We continued many of the Amish traditions, like growing our own vegetables. Each spring, we’d plant, and throughout the summer, we’d pick onions, corn and peas. The hottest days of summer always seemed to fall on corn-husking day. My mom’s sisters, along with her mother, would come to my house at sunrise to beat the heat, and husk and package every ear they could. The bags would then be frozen, and we’d enjoy them throughout the year. Fall is apple season. We’d set aside a day to wash, peel and condense the fruit into applesauce—though the 100 jars Mom once made have dwindled a bit since my siblings and I moved away.
My parents often spoke in Pennsylvania Dutch to keep their conversations secret. Our limited understanding of the language pretty much guaranteed that we could never keep up, though my grandmother tried her best to teach us. For the first 20 years of my life, she lived in a house right beside ours. Our crazy “modern” lives always shocked her. Though no longer Amish in her later years, she held closely to the values of her youth. She passed away in 2012, and her influence will continue to guide my life.

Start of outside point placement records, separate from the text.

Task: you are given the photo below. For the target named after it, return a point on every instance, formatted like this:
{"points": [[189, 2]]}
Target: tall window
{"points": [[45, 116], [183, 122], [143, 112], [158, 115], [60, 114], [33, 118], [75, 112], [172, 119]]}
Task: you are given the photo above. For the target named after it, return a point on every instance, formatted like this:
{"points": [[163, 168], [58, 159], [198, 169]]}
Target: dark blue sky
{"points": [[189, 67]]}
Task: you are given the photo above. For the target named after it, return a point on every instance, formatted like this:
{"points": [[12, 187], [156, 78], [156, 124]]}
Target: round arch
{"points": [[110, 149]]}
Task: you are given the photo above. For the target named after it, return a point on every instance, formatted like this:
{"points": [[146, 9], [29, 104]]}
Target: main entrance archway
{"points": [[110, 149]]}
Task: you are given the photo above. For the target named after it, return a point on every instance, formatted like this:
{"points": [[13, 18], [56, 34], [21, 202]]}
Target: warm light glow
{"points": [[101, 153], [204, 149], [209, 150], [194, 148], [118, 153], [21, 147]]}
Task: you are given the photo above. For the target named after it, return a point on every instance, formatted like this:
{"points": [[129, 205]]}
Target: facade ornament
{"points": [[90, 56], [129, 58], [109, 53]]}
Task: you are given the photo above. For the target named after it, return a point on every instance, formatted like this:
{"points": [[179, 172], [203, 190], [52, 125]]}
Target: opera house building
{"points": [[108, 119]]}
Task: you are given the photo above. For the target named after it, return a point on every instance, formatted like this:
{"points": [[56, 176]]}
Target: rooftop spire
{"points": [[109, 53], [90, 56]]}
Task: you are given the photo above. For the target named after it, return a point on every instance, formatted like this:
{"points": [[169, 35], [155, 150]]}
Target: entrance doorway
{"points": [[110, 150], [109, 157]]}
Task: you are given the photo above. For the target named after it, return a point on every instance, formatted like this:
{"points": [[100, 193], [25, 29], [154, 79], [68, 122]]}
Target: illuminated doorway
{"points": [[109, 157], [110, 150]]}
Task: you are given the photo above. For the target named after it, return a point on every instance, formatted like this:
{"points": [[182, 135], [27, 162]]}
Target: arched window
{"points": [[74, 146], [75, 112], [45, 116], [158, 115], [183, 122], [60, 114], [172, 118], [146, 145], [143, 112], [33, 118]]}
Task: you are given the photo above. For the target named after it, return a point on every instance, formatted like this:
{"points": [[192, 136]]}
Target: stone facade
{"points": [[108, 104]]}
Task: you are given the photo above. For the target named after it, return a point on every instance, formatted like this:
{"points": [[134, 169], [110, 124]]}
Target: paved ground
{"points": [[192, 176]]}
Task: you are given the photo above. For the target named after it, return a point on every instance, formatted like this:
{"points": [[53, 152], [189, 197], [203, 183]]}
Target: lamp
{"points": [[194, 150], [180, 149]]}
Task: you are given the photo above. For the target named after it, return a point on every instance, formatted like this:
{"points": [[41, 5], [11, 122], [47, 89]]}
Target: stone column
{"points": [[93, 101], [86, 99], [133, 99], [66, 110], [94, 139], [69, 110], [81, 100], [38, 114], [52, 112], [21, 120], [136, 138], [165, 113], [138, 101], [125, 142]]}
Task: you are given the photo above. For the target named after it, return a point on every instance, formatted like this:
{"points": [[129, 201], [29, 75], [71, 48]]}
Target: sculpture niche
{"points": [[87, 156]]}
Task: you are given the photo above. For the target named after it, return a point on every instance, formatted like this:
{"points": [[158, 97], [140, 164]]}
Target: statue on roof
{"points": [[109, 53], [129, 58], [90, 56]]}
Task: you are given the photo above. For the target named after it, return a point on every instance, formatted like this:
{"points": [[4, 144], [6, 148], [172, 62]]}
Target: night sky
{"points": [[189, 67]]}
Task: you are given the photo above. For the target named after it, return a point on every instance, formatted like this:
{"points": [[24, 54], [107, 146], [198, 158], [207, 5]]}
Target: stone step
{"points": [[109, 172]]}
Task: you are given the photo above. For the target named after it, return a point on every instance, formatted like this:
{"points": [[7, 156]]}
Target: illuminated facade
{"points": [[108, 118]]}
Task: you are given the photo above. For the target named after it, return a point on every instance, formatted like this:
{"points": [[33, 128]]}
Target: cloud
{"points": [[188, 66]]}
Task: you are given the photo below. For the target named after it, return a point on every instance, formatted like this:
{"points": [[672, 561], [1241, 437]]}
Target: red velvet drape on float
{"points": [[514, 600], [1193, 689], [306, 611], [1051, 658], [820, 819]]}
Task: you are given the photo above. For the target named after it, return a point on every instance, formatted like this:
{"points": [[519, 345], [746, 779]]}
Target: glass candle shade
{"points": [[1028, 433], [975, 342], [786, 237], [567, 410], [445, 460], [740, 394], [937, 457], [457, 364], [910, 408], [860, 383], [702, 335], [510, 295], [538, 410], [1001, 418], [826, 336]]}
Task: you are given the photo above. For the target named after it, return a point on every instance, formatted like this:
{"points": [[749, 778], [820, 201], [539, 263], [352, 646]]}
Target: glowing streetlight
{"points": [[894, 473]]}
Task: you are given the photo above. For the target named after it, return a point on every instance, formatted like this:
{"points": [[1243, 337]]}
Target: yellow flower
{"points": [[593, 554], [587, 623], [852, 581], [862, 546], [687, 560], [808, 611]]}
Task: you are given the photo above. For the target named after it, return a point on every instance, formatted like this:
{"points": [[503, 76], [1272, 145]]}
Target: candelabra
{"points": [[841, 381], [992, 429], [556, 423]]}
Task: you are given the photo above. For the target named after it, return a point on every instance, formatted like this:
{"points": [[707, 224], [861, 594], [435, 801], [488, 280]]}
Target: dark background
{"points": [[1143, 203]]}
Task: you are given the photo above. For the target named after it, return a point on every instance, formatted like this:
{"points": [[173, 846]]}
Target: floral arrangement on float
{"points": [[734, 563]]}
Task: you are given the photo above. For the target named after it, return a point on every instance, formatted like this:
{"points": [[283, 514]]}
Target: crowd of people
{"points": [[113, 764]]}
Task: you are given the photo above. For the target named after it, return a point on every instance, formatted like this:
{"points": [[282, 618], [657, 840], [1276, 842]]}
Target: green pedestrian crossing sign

I remember being pulled out of school early the day of the deadly shootings at a little Amish school in Nickel Mines, Pa. In the following weeks, the Amish community chose to forgive the shooter and reach out to his wife and family in the aftermath of the tragedy. In a conversation with a neighbor around that time, I expressed how I thought a lot people might see that as odd or backwards. She looked me in the eyes with an almost confused expression, saying, “Well, it’s just what we do.”
This culture has shaped who I am. In the fall of 2010, I moved to Philadelphia to pursue a photography degree at Temple University’s Tyler School of Art. Although I’d experienced life outside of Lancaster before coming to Philadelphia, nothing could’ve prepared me for the move. As the years passed, I fell in love with city life. I like the energy and activity that seems to meet me at every corner. But there are still days when I need to escape back to the rolling hills of Lancaster County.
History comes down to what people deem is important enough to record. As an image-maker, I’ve taken it upon myself to offer an accurate visual voice for a group that normally doesn’t place emphasis on capturing the everyday details. All the subjects are from my community, and when I started this project in the fall of 2011, my goal was to respectfully document them. In light of the media’s often-fictionalized portrayal of the culture in “reality” shows like Breaking Amish, it was unnerving to think how easily the facts can get lost in (mis)translation. I wanted to celebrate the Amish for what they truly are: simple, beautiful, different—yet strangely familiar.